Here we provide data demonstrating ATDC suppression of miR-29 as a novel mechanism by which DNMT3A and DNA methylation and thereby PTEN is regulated in BC. While miR-29 has been implicated in the regulation DNMT3 and DNA methylation in basal-like breast cancers (45), this is the first report to establish a role in bladder tumor cells. ATDC is highly expressed in multiple tumor types and PTEN loss and miR-29 supression are increasingly recognized as important molecular events in tumor formation and growth. Therefore because ATDC is highly expressed in multiple tumor types including pancreatic, lung, head and neck, and cervical cancers, these findings establish a molecular mechanism of ATDC-mediated tumorigenesis which is likely important across multiple tumor types.

Approximately 15% of non-invasive tumors progress to muscle-invasive disease but the mechanisms that drive invasive progression in this subset are unknown. Interestingly, we show here that ATDC is a driver in the development of both nonmuscle-invasive and muscle-invasive BC in tg mice, with the distribution of tumors that develop dependent on the dose of the ATDC transgene. Furthermore, we provide data highlighting that ATDC is highly expressed in about 20% of human noninvasive BCs. This raises the intriguing hypothesis that ATDC expression in noninvasive BC may predict progression from non-invasive tumors to muscle-invasive disease. This hypothesis is further supported by the invasive gene expression signature of BCs derived from CAG-ATDC mice and by the loss of invasive capacity in BC cell lines when ATDC expression is down-regulated. Although ATDC is beginning to be explored as a prognostic marker (46), additional studies are needed to determine if it is biomarker for a subset of human BCs that are at risk for invasive progression.

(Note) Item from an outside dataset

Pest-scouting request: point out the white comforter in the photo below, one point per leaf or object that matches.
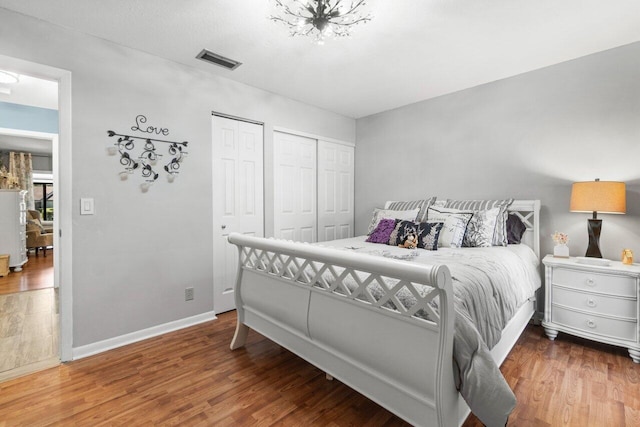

In summary, we have identified ATDC overexpression as a driver in bladder tumor formation and identified miR-29 suppression, DNMT3A up-regulation and PTEN silencing as a key mechanism by which ATDC exerts its oncogenic function in mouse models of BC and it’s human counterpart. These data place ATDC as a multifaceted player in bladder tumor formation and progression with important implications for human disease. Given its relevance to human BC, further studies of ATDC-induced tumorigenesis are likely to provide insight into the biology of invasive BC, and potentially provide novel diagnostic and therapeutic strategies for patients.